Thanks Uri. Your personal suggestion is appreciated and I think I'll follow
your advice. We're still early in development and 1.4 would be a good
choice. I hope I can get field collapsing to work with my requirements. Do
you know any live site using field collapsing already?

On Sat, Sep 5, 2009 at 5:57 PM, Uri Boness ubon...@gmail.com wrote:

  

There's work on the patch that is being done now which will enable you to
ask for specific field values of the collapsed documents using a dedicated
request parameter. This work is not committed yet to the latest patch, but
will be very soon. There is of course a drawback to that as well, the
collapsed documents set can be very large (depends on your data of course)
in which case the returned result which includes the fields values can be
rather large, which will impact performance, this is why this feature will
be enabled only if you specify this extra parameter - by default no field
values will be returned.

AFAIK, the latest patch should work fine with the latest build. Martijn
(which is the main maintainer of this patch) tries to keep it up to date
with the latest builds. But I guess the safest way is to work with the
nightly build of the same date as the latest patch (though I would give it a
try first with the latest build).

BTW, it's not an official suggestion from the Solr development team, but if
you ask me, if you have to choose now whether to use 1.3 or 1.4-dev, I would
go for the later. 1.4 is supposed to be released in the upcoming week or two
and it bring loads of bug fixes, enhancements and extra functionality. But
again, this is my personal suggestion.


cheers,
Uri

R. Tan wrote:



Okay. Thanks for giving an insight on how it works in general. Without
trying it myself, are the field values for the collapsed ones also part of
the results data?
What is the latest build that is safe to use on a production environment?
I'd probably go for that and use field collapsing.

Thank you very much.


On Fri, Sep 4, 2009 at 4:49 AM, Uri Boness ubon...@gmail.com wrote:



  

The collapsed documents are represented by one master document which
can
be part of the normal search result (the doc list), so pagination just
works
as expected, meaning taking only the returned documents in account
(ignoring
the collapsed ones). As for the scoring, the master document is
actually
the document with the highest score in the collapsed group.

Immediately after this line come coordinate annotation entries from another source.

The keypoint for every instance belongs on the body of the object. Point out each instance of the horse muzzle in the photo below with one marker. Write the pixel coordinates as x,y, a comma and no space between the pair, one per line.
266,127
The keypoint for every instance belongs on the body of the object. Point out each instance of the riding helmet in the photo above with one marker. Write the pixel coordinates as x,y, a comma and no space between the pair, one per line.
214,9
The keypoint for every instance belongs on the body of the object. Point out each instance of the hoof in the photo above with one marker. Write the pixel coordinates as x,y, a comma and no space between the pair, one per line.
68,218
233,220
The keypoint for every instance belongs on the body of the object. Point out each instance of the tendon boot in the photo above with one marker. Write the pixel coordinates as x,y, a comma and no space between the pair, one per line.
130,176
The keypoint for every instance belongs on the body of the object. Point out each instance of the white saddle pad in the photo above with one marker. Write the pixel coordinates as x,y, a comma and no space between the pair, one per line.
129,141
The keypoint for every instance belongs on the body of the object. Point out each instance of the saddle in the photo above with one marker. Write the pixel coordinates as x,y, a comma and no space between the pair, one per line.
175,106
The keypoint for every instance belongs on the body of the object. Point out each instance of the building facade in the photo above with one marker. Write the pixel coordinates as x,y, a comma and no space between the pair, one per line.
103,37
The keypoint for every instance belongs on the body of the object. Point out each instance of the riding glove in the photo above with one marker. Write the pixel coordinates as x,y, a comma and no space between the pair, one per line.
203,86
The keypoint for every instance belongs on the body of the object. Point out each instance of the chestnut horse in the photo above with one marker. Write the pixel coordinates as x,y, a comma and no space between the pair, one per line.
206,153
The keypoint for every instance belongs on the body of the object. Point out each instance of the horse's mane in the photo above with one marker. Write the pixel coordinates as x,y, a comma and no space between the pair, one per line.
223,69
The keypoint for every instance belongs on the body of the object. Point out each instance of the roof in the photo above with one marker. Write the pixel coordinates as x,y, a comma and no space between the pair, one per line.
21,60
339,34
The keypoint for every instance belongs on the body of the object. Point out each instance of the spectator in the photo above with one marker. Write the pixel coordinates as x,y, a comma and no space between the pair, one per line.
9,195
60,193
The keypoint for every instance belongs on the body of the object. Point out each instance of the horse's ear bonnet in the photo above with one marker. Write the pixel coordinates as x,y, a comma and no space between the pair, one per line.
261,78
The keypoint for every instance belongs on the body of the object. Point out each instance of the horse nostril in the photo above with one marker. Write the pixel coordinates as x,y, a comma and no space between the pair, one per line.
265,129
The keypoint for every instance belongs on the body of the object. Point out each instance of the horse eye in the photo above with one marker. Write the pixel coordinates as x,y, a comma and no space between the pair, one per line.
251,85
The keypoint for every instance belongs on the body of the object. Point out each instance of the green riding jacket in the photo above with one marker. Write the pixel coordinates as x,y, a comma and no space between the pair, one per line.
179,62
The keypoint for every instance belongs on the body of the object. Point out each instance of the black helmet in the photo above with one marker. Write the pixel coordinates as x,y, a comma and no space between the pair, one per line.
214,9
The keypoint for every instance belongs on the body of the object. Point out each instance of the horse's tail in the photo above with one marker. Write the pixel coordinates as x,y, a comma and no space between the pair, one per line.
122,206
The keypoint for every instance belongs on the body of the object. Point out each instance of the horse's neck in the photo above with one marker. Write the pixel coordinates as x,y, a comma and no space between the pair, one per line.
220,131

As for Solr 1.3 compatibility... well... it's very hart to tell. All
latest
patch are certainly *not* 1.3 compatible (I think they're also depending
on
some changes in lucene which are not available for solr 1.3). I guess
you'll
have to try some of the old patches, but I'm not sure about their
stability.

cheers,
Uri


R. Tan wrote:





Thanks Uri. How does paging and scoring work when using field
collapsing?
What patch works with 1.3? Is it production ready?

R


On Thu, Sep 3, 2009 at 3:54 PM, Uri Boness ubon...@gmail.com wrote:





  

The development on this patch is quite active. It works well for single
solr instance, but distributed search (ie. shards) is not yet
supported.
Using this page you can group search results based on a specific field.
There are two flavors of field collapsing - adjacent and non-adjacent,
the
former collapses only document which happen to be located next to each
other
in the otherwise-non-collapsed results set. The later (the
non-adjacent)
one
collapses all documents with the same field value (regardless of their
position in the otherwise-non-collapsed results set). Note, that
non-adjacent performs better than adjacent one. There's currently
discussion
to extend this support so in addition to collapsing the documents,
extra
information will be returned for the collapsed documents (see the
discussion
on the issue page).

Uri


R. Tan wrote:







I think this is what I'm looking for. What is the status of this
patch?

On Thu, Sep 3, 2009 at 12:00 PM, R. Tan tanrihae...@gmail.com
wrote:







  

Hi Solrers,
I would like to get your opinion on how to best approach a search
requirement that I have. The scenario is I have a set of business
listings
that may be group into one parent business (such as 7-eleven having
several
locations). On the results page, I only want 7-eleven to show up once
but
also show how many locations matched the query (facet filtered by
state,
for
example) and maybe a preview of the some of the locations.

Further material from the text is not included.